糸井、一振りで決めた!

「阪神は、1番のチームや、と思っています」
糸井が一振りで決めた。同点で迎えた7回ニ死一、二塁、直球を振り抜きドーム5階席に突き刺した。金本監督は、
「ああいう場面で1発打てるというのは、3番バッターとしては最高。ぼくと比べたら失礼です。全然ぼくより上です」
と、賛辞を送った。

バットを放り投げたまま、糸井が動かない。どこまでも力強く伸びていく放物線を見つめた。右翼5階席に消える特大弾に、右手で天をさした。「サンケイスポーツ」によると、
「手応えは完ペキでした。ここしかないと思っていました」
3試合連続本塁打で、開幕から5試合連続打点。窮地を救った。今でも右腕の打撲を負い、腫れは残るが、トレーナーらとの話し合いを重ねて戦列を退くことはなかった。

7回無死一、二塁のピンチを残してベンチに下がる秋山に、ドーム全体から拍手がおこった。最速148キロの直球を主体に、6回0/3を、6安打1失点の好投。白星こそ持ち越したが、勝ちに値する熱投だった。
「立ち上がりからしっかり、気持ちを入れて投げられました。腕もよく振れたし」
そんな勝敗を左右する局面で、遊ゴロに仕留めると、マウンド上の桑原はグラブを激しく叩いた。2番手・桑原が好救援を見せ、7年ぶりの白星を挙げた。
「桑原で十分抑えてくれると思っていた」
と、金本監督は厚い信頼を寄せていた。秋山が無死一、二塁のピンチを招くと、桑原投入を決断。右腕の力に賭けた。
「昨日は打たれていたんで、やり返したかった。ピンチのところでいったので、なんとか抑えたいと思っていました」
と振り返った。

そして、髙山。残念ながら、最後変えられちまったな。いくら髙山の打撃力が高いといっても、主力と呼べるにはまだまだ、といったところなのかな。

<阪神4-1ヤクルト>◇5日◇京セラドーム大阪

過去の試合;
● <阪神1-3ヤクルト>◇4日◇京セラドーム大阪

シーズン初先発の藤浪、大乱調。5回5安打2失点も、毎回の9四死球と乱れに乱れた。あげくには、5回には、死球を与えたことで両軍が入り乱れての大乱闘に発展。矢野燿大作戦兼バッテリーコーチが退場処分となった。3連敗。
「もう、ピッチングになってないもんな。ストライクが入らないんだから、どうしようもない」
と、金本監督はバッサリ。たった一人、糸井は元気だ。2日に死球も、2戦連発。開幕から、4戦連続打点。

● <広島9-1阪神>◇2日◇マツダスタジアム

四球の多さと、失策の多さ。3連戦で、「失策8」。不運、能見は3回1/3、8安打4失点で降板。岩崎も今季初登板で苦しんだ。3点ビハインドの7回から登板し、2イニングを4安打3四死球で5失点(自責2)。

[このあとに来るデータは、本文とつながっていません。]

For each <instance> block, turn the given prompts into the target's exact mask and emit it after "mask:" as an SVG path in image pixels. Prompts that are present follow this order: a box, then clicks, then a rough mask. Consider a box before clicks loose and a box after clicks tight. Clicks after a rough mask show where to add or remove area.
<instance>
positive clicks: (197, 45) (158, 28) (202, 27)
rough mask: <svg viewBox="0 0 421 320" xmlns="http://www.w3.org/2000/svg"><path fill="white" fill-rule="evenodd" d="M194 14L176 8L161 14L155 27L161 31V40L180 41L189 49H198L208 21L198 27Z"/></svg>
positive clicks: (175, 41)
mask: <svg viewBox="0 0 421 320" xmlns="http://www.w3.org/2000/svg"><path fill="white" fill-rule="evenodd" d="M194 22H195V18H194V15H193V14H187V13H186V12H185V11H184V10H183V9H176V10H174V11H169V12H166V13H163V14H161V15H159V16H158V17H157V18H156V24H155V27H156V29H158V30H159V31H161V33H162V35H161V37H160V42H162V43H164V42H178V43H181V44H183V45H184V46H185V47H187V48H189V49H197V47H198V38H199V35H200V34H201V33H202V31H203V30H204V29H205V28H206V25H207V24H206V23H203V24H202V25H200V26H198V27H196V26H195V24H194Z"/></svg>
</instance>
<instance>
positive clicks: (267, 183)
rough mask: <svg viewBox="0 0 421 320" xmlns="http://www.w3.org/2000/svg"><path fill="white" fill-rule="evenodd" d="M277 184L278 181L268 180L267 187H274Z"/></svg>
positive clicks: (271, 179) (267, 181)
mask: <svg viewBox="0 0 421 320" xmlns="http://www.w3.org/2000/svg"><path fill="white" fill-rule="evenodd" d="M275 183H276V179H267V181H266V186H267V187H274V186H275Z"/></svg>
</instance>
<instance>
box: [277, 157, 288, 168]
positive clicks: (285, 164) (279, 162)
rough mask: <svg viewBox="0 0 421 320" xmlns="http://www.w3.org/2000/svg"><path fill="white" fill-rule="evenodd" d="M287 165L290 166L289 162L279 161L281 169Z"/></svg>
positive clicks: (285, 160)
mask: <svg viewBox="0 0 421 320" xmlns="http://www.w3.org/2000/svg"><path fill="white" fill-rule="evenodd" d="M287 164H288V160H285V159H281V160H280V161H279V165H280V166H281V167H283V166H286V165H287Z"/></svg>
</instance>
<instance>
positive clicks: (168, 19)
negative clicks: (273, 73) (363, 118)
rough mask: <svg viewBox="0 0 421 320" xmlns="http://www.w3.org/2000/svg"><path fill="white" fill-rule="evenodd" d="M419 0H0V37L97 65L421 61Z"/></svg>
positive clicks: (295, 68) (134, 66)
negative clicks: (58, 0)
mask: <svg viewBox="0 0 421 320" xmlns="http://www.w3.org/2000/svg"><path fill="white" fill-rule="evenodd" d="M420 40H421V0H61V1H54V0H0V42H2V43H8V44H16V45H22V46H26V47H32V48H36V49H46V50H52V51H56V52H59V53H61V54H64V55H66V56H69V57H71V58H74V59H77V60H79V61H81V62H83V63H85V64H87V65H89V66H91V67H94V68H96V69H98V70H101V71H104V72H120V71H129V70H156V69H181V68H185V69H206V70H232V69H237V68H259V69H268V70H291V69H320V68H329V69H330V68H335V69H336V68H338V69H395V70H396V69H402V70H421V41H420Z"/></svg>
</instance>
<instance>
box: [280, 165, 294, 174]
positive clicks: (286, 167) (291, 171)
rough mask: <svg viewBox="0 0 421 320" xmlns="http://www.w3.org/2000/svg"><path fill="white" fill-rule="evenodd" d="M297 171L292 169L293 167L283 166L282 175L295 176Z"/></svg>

野手の守りのミスも含めて、反省点がはっきり見えた3試合だったが、前向きな材料もある。糸井のソロによる1点に終わったが、開幕から2戦連続で2ケタ安打を記録するなど打線の状態は悪くない。

● <広島9-8阪神>◇1日◇マツダスタジアム

両軍合わせ9回まで26四球の泥仕合。あげくは延長10回にサヨナラ敗戦。
「勝たせてあげたようなもの」
5時間24分のタクトを終えた金本監督は、怒りを通り越してあきれ顔だった。
初回に4点を先制する最高のスタートだったが、13四球、4失策などで自滅。延長10回、糸原の失策が絡んでサヨナラ負けを喫した。